Gasolina com mais Etanol vira alvo de ação na Justiça Federal

MPF pede suspensão da nova mistura com 32% de etanol até conclusão de estudos técnicos.

José Cruz/Arquivo

A decisão do governo federal de aumentar de 30% para 32% a mistura obrigatória de etanol na gasolina, criando a chamada gasolina E32, virou alvo de uma ação civil pública do Ministério Público Federal (MPF). O órgão pediu à Justiça Federal a suspensão da medida, prevista para entrar em vigor em 1º de agosto, alegando falta de comprovação técnica sobre a segurança da nova composição para toda a frota de veículos.

Segundo o MPF, os estudos utilizados pelo governo não demonstram de forma conclusiva que a gasolina E32 é segura para todos os motores. A ação afirma que os testes realizados tiveram como base a mistura E30 e não validaram especificamente a adoção permanente da nova proporção de etanol. O órgão também cita possíveis riscos, como corrosão de peças metálicas, desgaste prematuro de componentes e falhas em sistemas de injeção eletrônica, especialmente em motocicletas, veículos antigos e carros importados.

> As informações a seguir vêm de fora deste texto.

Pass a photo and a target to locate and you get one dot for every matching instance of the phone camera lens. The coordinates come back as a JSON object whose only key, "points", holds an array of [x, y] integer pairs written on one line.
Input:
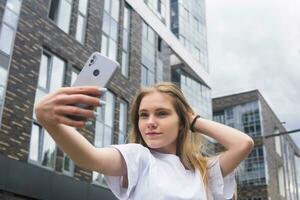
{"points": [[96, 72], [92, 60]]}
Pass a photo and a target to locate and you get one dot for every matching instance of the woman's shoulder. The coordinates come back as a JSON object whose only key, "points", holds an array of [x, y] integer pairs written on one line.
{"points": [[134, 148]]}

O Ministério Público também argumenta que o consumidor não pode escolher um combustível diferente daquele oferecido nos postos e, por isso, cabe ao Estado garantir que o produto seja seguro. Além da suspensão da medida, o MPF solicita a realização de uma perícia técnica independente e a adoção de protocolos mais rigorosos para futuras mudanças na composição dos combustíveis.

A Anfavea também apontou inconsistências nos estudos apresentados pelo governo, afirmando que não foram realizados testes de longa duração, autonomia e emissões. Já a Unica, entidade que representa o setor sucroenergético, defende a mudança e afirma que os ensaios foram conduzidos pelo Instituto Mauá de Tecnologia, com participação de representantes da indústria, do governo e da academia, sem identificar impactos relevantes nos veículos avaliados.